DREAMS AT PLAY AND WHAT THEY COST
One of the most powerful works for theater in western literature is August Strindberg’s “Dream Play.” It focuses on the poverty of the human condition and how like a dream life is: a place where cruel events happen without reason or logic to explain them. It is a place where lilies rise from a dung heap and clowns attain power.

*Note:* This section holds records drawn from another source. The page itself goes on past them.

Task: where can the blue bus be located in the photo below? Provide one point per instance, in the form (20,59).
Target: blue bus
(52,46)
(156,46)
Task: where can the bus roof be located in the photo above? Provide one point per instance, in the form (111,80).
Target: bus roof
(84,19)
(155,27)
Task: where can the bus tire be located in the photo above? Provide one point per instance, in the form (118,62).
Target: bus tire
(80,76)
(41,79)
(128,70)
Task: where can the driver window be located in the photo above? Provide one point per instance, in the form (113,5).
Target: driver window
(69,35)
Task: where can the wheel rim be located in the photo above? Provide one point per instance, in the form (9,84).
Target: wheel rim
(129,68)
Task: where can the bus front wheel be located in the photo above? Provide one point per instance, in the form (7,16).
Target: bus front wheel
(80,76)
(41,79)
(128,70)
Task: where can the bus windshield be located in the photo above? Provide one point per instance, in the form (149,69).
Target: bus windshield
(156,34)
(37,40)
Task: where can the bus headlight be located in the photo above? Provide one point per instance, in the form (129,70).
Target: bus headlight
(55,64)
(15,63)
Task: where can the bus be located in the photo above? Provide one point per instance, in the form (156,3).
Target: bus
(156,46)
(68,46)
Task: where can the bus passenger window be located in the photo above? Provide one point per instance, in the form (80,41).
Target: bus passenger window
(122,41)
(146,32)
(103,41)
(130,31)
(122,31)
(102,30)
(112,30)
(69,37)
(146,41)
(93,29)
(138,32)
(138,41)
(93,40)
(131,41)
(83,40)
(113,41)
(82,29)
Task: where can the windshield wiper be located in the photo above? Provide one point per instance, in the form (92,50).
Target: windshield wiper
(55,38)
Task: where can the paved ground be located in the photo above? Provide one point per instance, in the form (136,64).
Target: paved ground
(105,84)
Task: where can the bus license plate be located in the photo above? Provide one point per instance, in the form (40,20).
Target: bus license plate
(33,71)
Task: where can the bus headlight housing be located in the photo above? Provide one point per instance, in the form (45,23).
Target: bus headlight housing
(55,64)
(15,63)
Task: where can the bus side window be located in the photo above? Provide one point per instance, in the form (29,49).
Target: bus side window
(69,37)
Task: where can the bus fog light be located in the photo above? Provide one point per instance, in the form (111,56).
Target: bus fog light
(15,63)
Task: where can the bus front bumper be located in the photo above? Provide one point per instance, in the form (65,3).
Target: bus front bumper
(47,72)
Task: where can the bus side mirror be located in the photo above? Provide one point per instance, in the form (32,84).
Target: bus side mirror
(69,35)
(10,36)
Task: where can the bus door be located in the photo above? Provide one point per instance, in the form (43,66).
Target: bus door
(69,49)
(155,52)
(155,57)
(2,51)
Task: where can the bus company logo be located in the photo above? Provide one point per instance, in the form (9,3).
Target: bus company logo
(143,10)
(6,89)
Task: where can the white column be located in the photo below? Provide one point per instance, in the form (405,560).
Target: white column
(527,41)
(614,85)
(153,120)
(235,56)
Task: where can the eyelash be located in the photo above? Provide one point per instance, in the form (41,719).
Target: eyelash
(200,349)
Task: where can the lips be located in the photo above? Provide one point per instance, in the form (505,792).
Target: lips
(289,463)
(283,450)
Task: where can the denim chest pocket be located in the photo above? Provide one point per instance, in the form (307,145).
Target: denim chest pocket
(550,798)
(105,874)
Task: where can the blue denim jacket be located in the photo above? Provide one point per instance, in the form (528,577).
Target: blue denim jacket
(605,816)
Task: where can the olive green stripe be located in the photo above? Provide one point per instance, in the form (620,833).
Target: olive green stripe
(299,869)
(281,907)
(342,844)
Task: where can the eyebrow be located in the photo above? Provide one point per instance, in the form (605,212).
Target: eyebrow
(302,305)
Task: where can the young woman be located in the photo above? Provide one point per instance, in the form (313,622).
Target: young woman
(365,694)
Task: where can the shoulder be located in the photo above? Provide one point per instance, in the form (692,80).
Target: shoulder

I thought of Strindberg’s play as I paged through the July edition of “Vanity Fair,” an edition that might have been fodder for Strindberg’s thesis. Not only does it document the criminal behavior of Silvio Berlusconi, President of Italy, and his use of vast sums of money to escape prosecution, but it also exposes the profligate behavior of Prince Jefri Bolkiah, notorious playboy of Brunei, who has run through billions on women, cars and polo ponies. Add to these stories the profile of Philip Falcone, Hedge Fund manager, and his wife as they attempt to buy their way into New York Society with displays of outrageous consumption.
(courtesy: “The Economist”)
As Shakespeare observed in “Hamlet:” “Use every man after his desert, and who should scape whipping?” But one must ask whether the callousness of these dissolutes, who use their wealth in a way that denigrates others, should be endured with no more protest than a sigh. There are too many places in the world where people die from hunger and disease because they lack food or access to clean water or haven’t the money for inexpensive vaccines. Can the world afford these profligates who fail to hear the cries of the destitute?
What’s in a dream? It depends upon the dreamer. Not enough of us, apparently, dream of a world that is fair.